Diop began dancing at age four. He started training at a local conservatory at age eight, then a regional conservatory at age ten. At age twelve, he entered the Paris Opera Ballet School, where he trained for six years and graduated first in his class.

When he was 16, Diop attended a summer intensive at the Alvin Ailey American Dance Theater in New York. As a teenager, Diop battled with anorexia.

==Career==
In 2018, Diop joined the Paris Opera Ballet. In September 2020, in response to the Paris Opera's inaction following the George Floyd protests, Diop, along with the four other black dancers of the company, wrote a manifesto titled "De la question raciale à l'Opéra de Paris", which questioned certain practices within the opera house and called for urgent changes to address racial discrimination. The manifesto was sent to all of the employees of the opera, and over 400 of them, about a quarter of the employees, signed the manifesto. The company responded with a report on diversity at the opera house, which was published in February 2021. Alexander Neef, the general director of Paris Opera, announced actions to tackle racist caricatures in classic ballet.

In 2021, he made his debut as Romeo in Nureyev's Romeo and Juliet, as a replacement for an injured Germain Louvet, and opposite Léonore Baulac's Juliet. At the time, he held the lowest rank of quadrille, and became the first quadrille to dance a lead role in a major full-length work since Mathilde Froustey in 2003. He also danced the Wedding pas de deux from The Sleeping Beauty, for the company's Young Dancer programme.

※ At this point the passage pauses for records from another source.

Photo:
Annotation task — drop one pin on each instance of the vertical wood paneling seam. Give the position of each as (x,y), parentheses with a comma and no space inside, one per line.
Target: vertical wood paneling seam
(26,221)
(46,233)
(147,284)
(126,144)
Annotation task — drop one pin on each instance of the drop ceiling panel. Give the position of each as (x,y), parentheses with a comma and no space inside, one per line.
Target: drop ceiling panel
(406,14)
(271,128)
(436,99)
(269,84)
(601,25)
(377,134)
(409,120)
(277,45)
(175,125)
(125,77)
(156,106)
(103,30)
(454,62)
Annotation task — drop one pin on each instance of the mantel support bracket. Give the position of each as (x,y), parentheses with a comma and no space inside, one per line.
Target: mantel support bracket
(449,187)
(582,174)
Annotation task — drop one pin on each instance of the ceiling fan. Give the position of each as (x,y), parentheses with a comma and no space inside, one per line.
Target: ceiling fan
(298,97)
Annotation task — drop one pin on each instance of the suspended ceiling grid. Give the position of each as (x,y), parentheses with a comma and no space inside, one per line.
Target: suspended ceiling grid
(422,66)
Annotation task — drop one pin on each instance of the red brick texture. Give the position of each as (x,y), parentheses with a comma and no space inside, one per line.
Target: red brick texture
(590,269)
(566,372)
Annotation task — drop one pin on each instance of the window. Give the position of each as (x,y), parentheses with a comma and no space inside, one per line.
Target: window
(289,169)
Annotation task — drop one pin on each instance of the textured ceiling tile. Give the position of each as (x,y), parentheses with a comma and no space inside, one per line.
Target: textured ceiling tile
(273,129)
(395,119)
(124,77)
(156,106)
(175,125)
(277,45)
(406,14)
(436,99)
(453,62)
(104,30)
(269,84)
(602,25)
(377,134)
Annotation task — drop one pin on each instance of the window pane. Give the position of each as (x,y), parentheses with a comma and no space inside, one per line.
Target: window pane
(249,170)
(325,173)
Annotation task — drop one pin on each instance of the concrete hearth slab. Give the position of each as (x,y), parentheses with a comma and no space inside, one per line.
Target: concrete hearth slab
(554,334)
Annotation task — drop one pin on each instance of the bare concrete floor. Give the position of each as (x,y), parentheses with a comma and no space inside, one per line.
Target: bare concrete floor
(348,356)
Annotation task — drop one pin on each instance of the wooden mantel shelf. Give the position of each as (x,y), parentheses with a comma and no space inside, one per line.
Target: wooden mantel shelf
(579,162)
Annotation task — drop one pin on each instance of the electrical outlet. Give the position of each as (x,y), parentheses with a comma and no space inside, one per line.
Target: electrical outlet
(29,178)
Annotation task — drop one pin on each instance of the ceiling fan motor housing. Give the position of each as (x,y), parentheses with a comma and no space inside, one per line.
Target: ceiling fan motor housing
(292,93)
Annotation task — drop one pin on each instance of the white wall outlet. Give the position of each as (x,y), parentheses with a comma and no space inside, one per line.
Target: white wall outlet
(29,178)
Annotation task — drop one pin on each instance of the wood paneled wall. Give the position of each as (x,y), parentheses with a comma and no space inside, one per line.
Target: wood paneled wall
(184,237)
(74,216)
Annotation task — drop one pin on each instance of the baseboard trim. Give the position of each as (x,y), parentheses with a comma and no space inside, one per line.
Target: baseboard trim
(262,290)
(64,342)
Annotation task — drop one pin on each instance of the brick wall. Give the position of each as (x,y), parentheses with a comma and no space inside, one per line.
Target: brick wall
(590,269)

In 2022, Diop was promoted to coryphée. He took on more lead roles including Basilio in Don Quixote, Solor in La Bayadère and Prince Siegfried in Swan Lake, filling in for more senior dancers who were indisposed. He also appeared in Gerard & Kelly's video Panorama. Diop was promoted to sujet, third of the five ranks, in 2023.

In March 2023, the 23-year-old Diop was promoted to étoile, the highest rank at the Paris Opera Ballet, after dancing as Albrecht in Giselle during a tour to Seoul, South Korea. Unusually, he skipped the rank of premier danseur. Diop also became the first dancer with black ancestry to reach this rank in the company's history.

In 2024, Diop performed in the Olympic Opening ceremony in Paris, where he danced a solo on the rooftop of the Hôtel de Ville. He also served as an episodic guest judge on Drag Race France, and starred in a campaign for Jacquemus' collaboration with Nike.

==Awards and honours==
In 2021, Diop was awarded the Cercle Carpeaux Dance Prize, awarded to outstanding young corps de ballet dancers of the Paris Opera Ballet.

In 2022, Diop was listed among "30 under 30" by the French edition of Vanity Fair. In 2023, he was one of Dance Magazine's "25 to Watch".